Background and Aim: The strategies of targeting valosin-containing protein (VCP) may have therapeutic potential for treating cancer metastasis. In this study, we aim to investigate the correlation of VCP protein expression in osteosarcoma (OS) tissues with pulmonary metastasis and its possible molecular mechanism. Materials and Methods: Expression of VCP in 60 OS specimens was detected by immunohistochemistry (IHC) and the relationship with metastasis was analyzed. An artificial micro ribonucleic acid, targeting VCP, was performed to silence the expression of VCP in U2-OS cells. Cell mobility was detected by wound healing and Transwell assays. Western blot and real-time polymerase chain reaction were performed to investigate the expression of VCP in U2-OS cells. Furthermore, the protein of pAKT (phosphorylated serine/threonine protein kinase) and nuclear factor of kappa B protein65 were measured by western blot to evaluate the effect of silencing VCP on AKT/nuclear factor of kappa B (NF-kappa B) signaling pathway.
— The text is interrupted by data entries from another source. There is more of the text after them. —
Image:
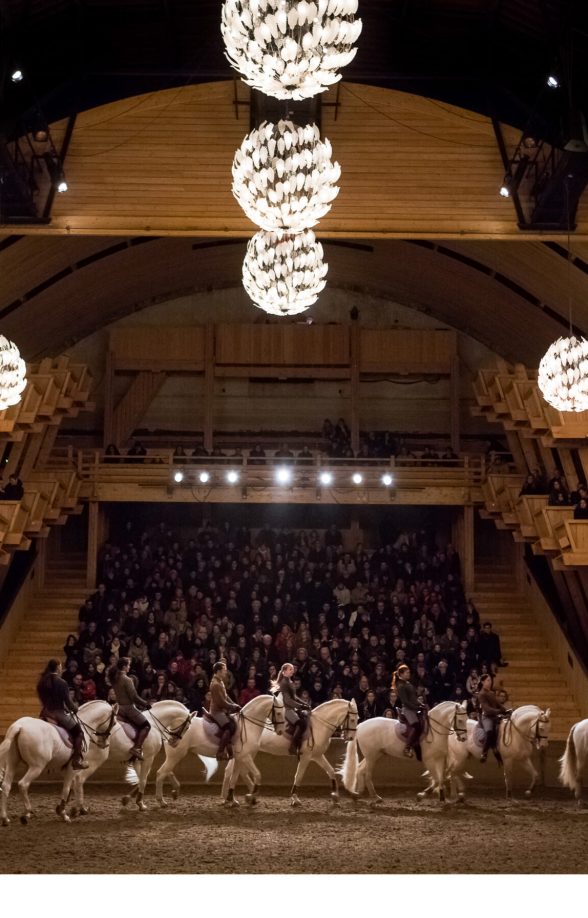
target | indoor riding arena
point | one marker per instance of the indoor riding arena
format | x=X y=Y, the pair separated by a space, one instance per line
x=293 y=425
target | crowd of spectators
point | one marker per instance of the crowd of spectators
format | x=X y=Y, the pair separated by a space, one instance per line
x=346 y=619
x=557 y=491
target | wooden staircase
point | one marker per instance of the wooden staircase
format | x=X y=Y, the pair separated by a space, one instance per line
x=532 y=676
x=51 y=616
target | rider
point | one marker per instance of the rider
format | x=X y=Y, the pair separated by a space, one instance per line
x=53 y=692
x=411 y=709
x=221 y=707
x=489 y=711
x=296 y=708
x=129 y=702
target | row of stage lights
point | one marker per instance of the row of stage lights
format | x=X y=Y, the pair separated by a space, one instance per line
x=283 y=476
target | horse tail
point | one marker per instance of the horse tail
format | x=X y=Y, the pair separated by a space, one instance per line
x=568 y=763
x=348 y=769
x=211 y=766
x=132 y=775
x=6 y=747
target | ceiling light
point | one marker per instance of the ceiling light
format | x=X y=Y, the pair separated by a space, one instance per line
x=290 y=50
x=284 y=475
x=283 y=176
x=563 y=374
x=284 y=274
x=12 y=374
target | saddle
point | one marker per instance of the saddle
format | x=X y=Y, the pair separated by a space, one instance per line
x=65 y=737
x=129 y=728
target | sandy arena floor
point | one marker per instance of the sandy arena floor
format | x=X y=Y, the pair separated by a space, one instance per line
x=197 y=835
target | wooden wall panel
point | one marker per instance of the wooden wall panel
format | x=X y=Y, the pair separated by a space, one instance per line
x=406 y=350
x=282 y=345
x=184 y=344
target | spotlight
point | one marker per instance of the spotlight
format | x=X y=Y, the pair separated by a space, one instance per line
x=284 y=475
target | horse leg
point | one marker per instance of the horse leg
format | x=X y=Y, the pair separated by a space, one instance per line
x=5 y=791
x=33 y=772
x=302 y=766
x=332 y=774
x=369 y=783
x=530 y=768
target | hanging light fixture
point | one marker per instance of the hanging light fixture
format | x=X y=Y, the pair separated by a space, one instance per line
x=283 y=176
x=284 y=274
x=563 y=371
x=12 y=374
x=290 y=49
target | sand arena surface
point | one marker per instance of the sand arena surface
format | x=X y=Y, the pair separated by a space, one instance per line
x=197 y=835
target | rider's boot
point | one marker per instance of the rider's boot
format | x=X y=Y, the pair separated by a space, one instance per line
x=77 y=760
x=137 y=750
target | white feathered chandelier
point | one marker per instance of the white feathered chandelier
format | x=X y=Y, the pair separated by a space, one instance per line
x=563 y=371
x=563 y=374
x=290 y=49
x=283 y=176
x=12 y=374
x=284 y=274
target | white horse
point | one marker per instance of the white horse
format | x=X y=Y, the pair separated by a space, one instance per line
x=39 y=744
x=201 y=738
x=385 y=736
x=169 y=721
x=324 y=720
x=527 y=728
x=574 y=759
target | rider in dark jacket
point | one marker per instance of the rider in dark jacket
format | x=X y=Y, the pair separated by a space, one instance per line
x=296 y=708
x=411 y=709
x=53 y=692
x=130 y=703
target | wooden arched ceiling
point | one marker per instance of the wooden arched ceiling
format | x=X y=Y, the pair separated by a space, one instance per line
x=506 y=295
x=161 y=164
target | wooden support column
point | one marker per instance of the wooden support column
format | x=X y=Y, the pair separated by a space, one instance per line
x=354 y=332
x=109 y=401
x=208 y=387
x=94 y=515
x=454 y=393
x=468 y=563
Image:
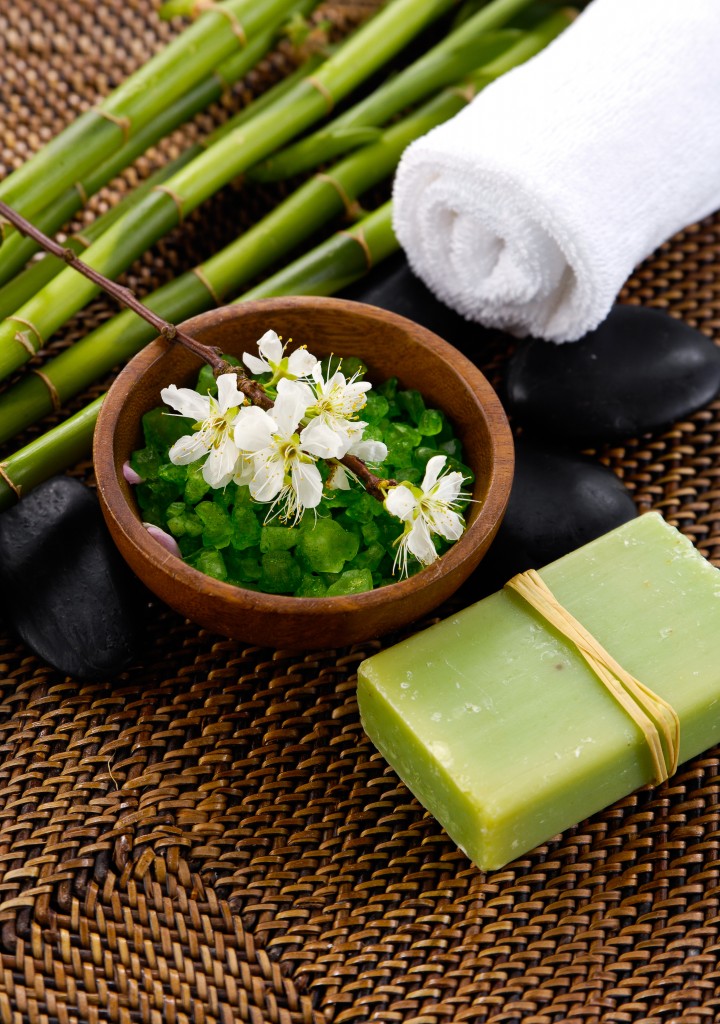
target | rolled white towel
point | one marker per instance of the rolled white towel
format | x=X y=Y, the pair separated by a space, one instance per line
x=530 y=209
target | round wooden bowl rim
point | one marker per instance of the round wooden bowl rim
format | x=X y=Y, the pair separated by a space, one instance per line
x=483 y=521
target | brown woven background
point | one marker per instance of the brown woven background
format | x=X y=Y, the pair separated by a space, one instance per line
x=212 y=838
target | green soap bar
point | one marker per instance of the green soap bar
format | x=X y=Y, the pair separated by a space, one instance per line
x=500 y=728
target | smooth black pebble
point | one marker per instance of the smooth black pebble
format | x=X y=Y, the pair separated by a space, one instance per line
x=393 y=287
x=65 y=587
x=639 y=371
x=558 y=502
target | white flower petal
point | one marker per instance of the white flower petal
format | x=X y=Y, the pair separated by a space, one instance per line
x=256 y=366
x=186 y=450
x=420 y=543
x=369 y=451
x=267 y=481
x=448 y=487
x=296 y=387
x=318 y=438
x=447 y=523
x=167 y=540
x=227 y=393
x=301 y=363
x=307 y=483
x=432 y=470
x=290 y=407
x=400 y=502
x=270 y=346
x=244 y=470
x=337 y=478
x=253 y=429
x=220 y=464
x=186 y=401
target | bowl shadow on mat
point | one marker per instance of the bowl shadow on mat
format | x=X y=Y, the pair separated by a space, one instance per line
x=390 y=345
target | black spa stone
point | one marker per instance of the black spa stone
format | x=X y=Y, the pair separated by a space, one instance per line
x=65 y=588
x=640 y=371
x=558 y=502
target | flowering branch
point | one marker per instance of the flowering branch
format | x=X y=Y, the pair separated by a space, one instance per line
x=374 y=484
x=273 y=446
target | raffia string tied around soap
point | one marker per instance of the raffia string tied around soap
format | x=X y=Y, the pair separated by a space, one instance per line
x=651 y=714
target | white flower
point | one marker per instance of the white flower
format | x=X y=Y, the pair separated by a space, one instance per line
x=285 y=470
x=298 y=365
x=214 y=425
x=426 y=510
x=334 y=412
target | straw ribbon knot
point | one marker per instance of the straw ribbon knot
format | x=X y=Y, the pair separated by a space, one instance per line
x=651 y=714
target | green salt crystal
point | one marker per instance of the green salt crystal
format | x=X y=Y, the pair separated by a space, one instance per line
x=197 y=486
x=145 y=462
x=173 y=474
x=325 y=546
x=278 y=538
x=182 y=521
x=351 y=582
x=311 y=586
x=225 y=497
x=246 y=528
x=243 y=566
x=401 y=434
x=371 y=531
x=217 y=528
x=364 y=509
x=370 y=557
x=411 y=402
x=188 y=545
x=210 y=561
x=430 y=423
x=375 y=409
x=281 y=573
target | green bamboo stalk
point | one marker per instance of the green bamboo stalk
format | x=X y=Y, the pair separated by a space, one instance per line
x=93 y=136
x=333 y=265
x=282 y=230
x=475 y=42
x=357 y=57
x=336 y=263
x=54 y=451
x=29 y=282
x=17 y=249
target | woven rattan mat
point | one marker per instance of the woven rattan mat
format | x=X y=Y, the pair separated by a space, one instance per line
x=212 y=838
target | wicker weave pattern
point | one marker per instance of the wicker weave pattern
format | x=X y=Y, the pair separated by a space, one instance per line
x=212 y=839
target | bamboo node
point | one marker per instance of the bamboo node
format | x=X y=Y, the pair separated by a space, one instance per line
x=207 y=5
x=650 y=713
x=52 y=390
x=352 y=207
x=125 y=124
x=14 y=487
x=23 y=338
x=323 y=89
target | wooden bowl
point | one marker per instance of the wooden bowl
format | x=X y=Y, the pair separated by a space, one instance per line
x=390 y=345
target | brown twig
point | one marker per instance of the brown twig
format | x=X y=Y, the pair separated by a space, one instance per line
x=375 y=485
Results: The results showed that the expression level of VCP protein in cases with pulmonary metastases was significantly higher than that in those without metastasis (P = 0.004). The invasion and migration of U2-OS cells were suppressed by silencing VCP. Furthermore, silencing VCP could down-regulate the phosphorylation of AKT and nuclear transfer of NF-kappa B. Conclusions: Our findings suggested that inhibition of VCP could suppress OS cells invasion and migration through down-regulating AKT/NF-kappa B signaling pathway.